TW201500336A - Method for producing n-butane derivatives - Google Patents

Abstract

The present invention relates to a method of synthesizing n-butane derivatives, especially 1-butanol, 1-butanal or 1-butyric acid as well as crotonaldehyde and the reaction products thereof, wherein at first methanol is converted into a C2 building block, either ethanol or acetaldehyde, and said C2 building block is then dimerized into a C4 building block.

Description

Method for synthesizing n-butane derivatives

The present invention relates to a method for synthesizing a n-butane derivative, comprising n-butanol, n-butyraldehyde and n-butyric acid, n-butylamine and butyl acetate, 2-ethylhexanol and 2-ethylhexanoic acid, and A compound derived from crotonaldehyde, particularly sorbic acid, 3-methoxybutanol and crotonic acid.

n-Butanol is an important industrial organic intermediate which itself or a derivative has utility in a wide variety of applications, for example, as a solvent for butyl esters such as butyl acetate, for example, in coatings and coatings. .

N-butyraldehyde is of great economic importance due to aldehyde activity, and thus, for example, the product ranges of primary, secondary and tertiary butylamine are feasible by reductive amination. By utilizing dimerization and reduction, 2-ethylhexanol is obtained which is of great economic importance as a plasticizer alcohol. The oxidation product 2-ethylhexanoic acid is also an important monocarboxylic acid for the preparation of esters as plasticizers and lubricants. Butyric acid is also an important industrial chemical.

Due to the active double bond and aldehyde group, crotonaldehyde has been found to be useful in various applications, for example, in the preparation of sorbic acid, which is used in the food industry as a preservative for 3-methoxybutanol. Preparation for use as a hydraulic fluid or in the form of an acetate ester as a solvent for coatings, or for the preparation of crotonic acid as a copolymer in a polymerization reaction .

The synthesis of n-butane derivatives has traditionally started with propylene, which is subsequently converted to a mixture of one and isobutyraldehyde in an oxo or hydroformylation.

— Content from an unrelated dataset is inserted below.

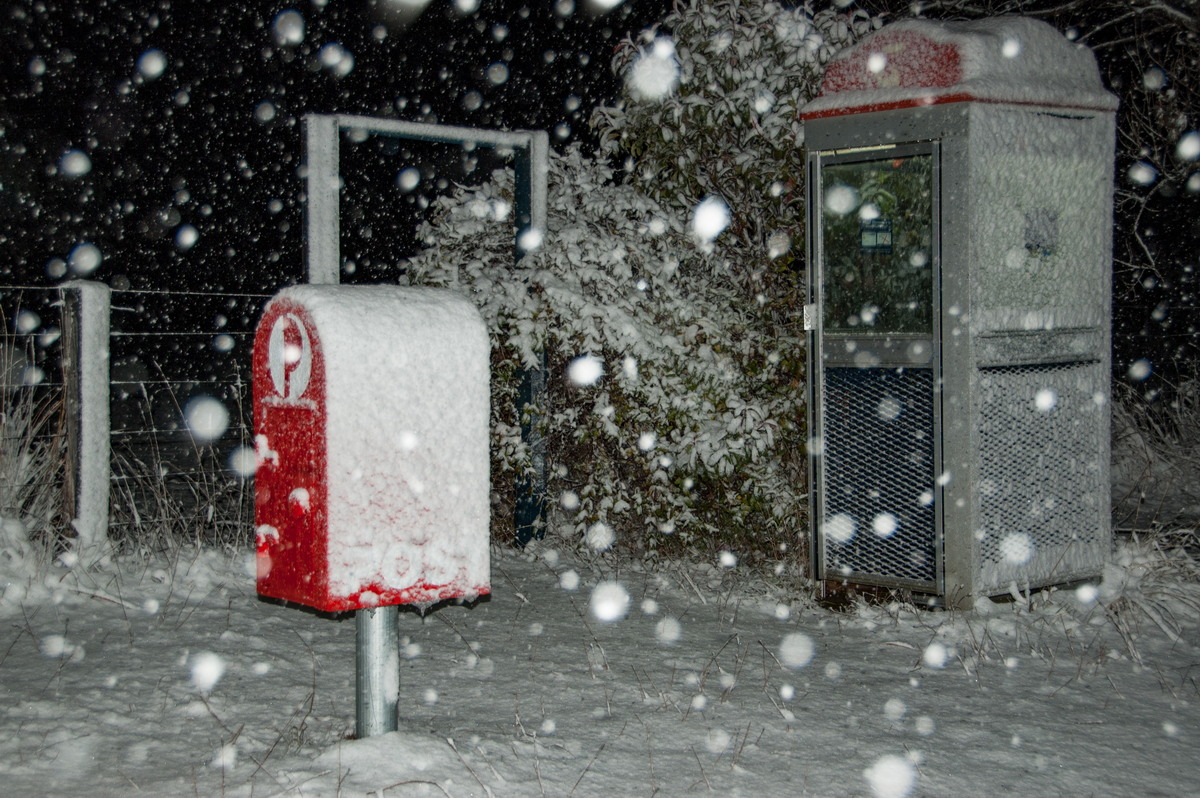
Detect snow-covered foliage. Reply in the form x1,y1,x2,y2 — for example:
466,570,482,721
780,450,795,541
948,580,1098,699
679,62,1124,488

The oxykation reaction involves the difference between the production of isobutyraldehyde and its demand in the market. This difference results in a significant demand for relatively significant amounts of n-C ₄ selectivity of the aldehyde obtained, which provides a more extensive downstream of industrial chemistry.

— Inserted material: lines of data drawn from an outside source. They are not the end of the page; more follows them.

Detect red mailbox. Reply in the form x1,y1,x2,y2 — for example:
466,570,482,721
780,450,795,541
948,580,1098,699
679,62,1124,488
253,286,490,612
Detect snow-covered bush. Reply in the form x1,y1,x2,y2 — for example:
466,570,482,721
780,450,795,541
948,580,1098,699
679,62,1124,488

Due to the great importance of n-butane derivatives for technical organic chemistry, There is a continuing need for improved and novel synthetic methods.

Accordingly, it is an object to provide a synthetic route for n-butane derivatives, which in particular eliminates the use of propylene as a reactant. This object is achieved by the method of the invention. Accordingly, a method for synthesizing a n-butane derivative is provided, comprising the steps of: (a) converting methanol into a C ₂ building component; (b) dimerizing the C ₂ building component into a C ₄ building component; (c) Further converting the above C ₂ construction component as the case may be.

Accordingly, the above synthesis process so that the initiation of synthesis of n-butane derivative is immediately available from the construction of the C ₁ component, such as methanol. In particular, the method according to the invention provides one or more of the following advantages in many applications:

- Since the n-butane derivative is synthesized by starting the reaction by one of two C ₁ building blocks, one of the building elements is methanol, and the use of propylene can be omitted.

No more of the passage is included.